Let’s talk about metadata

When we talk about digital music, we use “metadata” to mean the artist, title, and other information that comes with (or is attached to) a recording.

I’ve spent a big chunk of this week on several projects involving classical metadata. Since “the right way to tag classical music” has been an ongoing theme for my entire career, I thought I’d share a few lessons I’ve learned.


1) There is no perfect system

We live in an age where I’ll regularly rely on atomic clocks flying thorugh space at 8,700mph to remind me where I parked my car (this is how GPS works), so you’d think we could build a database to coherently store music, right?

Well, we can, but there are limits to categorisation. When you set about designing a database to store music, you start with the obvious things: you’ll need a list of people, and a list of pieces of music, and perhaps a list of albums or tracks. Then you start joining them up.
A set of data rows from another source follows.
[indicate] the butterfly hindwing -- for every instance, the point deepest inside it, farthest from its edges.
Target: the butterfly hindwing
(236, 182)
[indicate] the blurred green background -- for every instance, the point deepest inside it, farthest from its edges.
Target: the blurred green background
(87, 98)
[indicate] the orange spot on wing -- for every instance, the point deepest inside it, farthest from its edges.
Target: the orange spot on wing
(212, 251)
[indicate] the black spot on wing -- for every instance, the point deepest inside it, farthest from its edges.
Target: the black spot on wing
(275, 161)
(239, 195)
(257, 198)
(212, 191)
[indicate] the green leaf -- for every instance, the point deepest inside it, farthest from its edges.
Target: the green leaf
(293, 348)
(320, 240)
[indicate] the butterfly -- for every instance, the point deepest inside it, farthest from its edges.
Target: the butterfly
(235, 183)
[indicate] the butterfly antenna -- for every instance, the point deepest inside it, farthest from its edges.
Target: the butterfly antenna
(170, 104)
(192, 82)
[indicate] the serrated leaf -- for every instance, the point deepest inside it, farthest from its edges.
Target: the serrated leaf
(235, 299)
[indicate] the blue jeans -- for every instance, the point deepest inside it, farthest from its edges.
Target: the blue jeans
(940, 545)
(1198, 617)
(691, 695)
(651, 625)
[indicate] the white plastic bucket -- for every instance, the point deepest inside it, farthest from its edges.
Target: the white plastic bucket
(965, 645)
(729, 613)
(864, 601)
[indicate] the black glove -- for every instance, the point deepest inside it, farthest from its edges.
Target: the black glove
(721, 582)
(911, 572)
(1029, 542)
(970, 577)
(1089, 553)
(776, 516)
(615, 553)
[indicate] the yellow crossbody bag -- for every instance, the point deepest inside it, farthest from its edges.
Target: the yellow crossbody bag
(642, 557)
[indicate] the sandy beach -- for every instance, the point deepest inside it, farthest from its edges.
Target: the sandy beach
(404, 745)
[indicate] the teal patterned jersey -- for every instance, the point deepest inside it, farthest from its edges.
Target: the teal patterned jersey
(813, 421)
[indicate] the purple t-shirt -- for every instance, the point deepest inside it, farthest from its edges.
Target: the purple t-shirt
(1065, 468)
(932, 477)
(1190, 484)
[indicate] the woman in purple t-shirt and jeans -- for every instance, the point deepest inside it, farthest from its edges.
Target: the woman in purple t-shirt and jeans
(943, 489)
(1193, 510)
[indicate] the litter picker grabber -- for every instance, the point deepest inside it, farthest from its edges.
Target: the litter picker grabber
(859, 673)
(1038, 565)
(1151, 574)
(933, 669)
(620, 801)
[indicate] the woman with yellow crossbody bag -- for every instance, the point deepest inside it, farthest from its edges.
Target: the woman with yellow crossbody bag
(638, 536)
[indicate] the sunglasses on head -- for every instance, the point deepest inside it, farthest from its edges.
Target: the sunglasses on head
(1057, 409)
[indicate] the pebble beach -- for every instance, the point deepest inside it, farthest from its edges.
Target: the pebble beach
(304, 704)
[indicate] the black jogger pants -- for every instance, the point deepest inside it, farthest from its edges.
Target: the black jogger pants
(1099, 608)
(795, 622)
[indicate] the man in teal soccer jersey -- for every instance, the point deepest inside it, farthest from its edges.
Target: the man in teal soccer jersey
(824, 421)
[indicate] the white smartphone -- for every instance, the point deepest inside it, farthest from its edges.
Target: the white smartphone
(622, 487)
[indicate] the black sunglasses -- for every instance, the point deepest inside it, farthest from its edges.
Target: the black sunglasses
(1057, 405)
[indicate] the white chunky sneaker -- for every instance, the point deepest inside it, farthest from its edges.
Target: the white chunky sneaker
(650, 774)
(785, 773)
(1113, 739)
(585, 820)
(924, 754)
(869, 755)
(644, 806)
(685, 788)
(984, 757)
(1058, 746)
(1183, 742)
You tell the database what people did on each recording, so the computer knows who was the composer and who was the conductor. It all starts to look easy, so you decide to store a bit more information. You categorise pieces, add some dates, maybe biographies and sleeve notes.

Then you start to stumble upon exceptions:

  • Walter Carlos became Wendy Carlos half way through her career. Are they different people in the database, or do you build a system for people who change their names? Either way, you can handle Cat Stevens’ switch to Yusuf Islam, but you might struggle with the period when Prince changed his name to an unpronounceable symbol, or with an artist who uses different names for different styles of music.
  • Stravinsky revised The Firebird several times. These aren’t quite different pieces of music, but nor are they the same. Do we build a system to handle versions of the same thing?
  • How much input can an arranger have before they’re effectively the composer? Where do you credit the author of a cadenza? Can the rules you apply to classical music also work with jazz?
  • The movements of a Mozart symphony are all easy to identify, but Puccini operas are through-composed, and different recordings chop them up in different places. How do you handle that when identifying recordings of the same aria? What about excerpts from operas that have had final cadences added? Are they arrangements? Who arranged them?
  • Overtures are pretty straightforward. We know they go on the beginning of operas. And plays. Except sometimes they don’t. Do we call concert overtures something different?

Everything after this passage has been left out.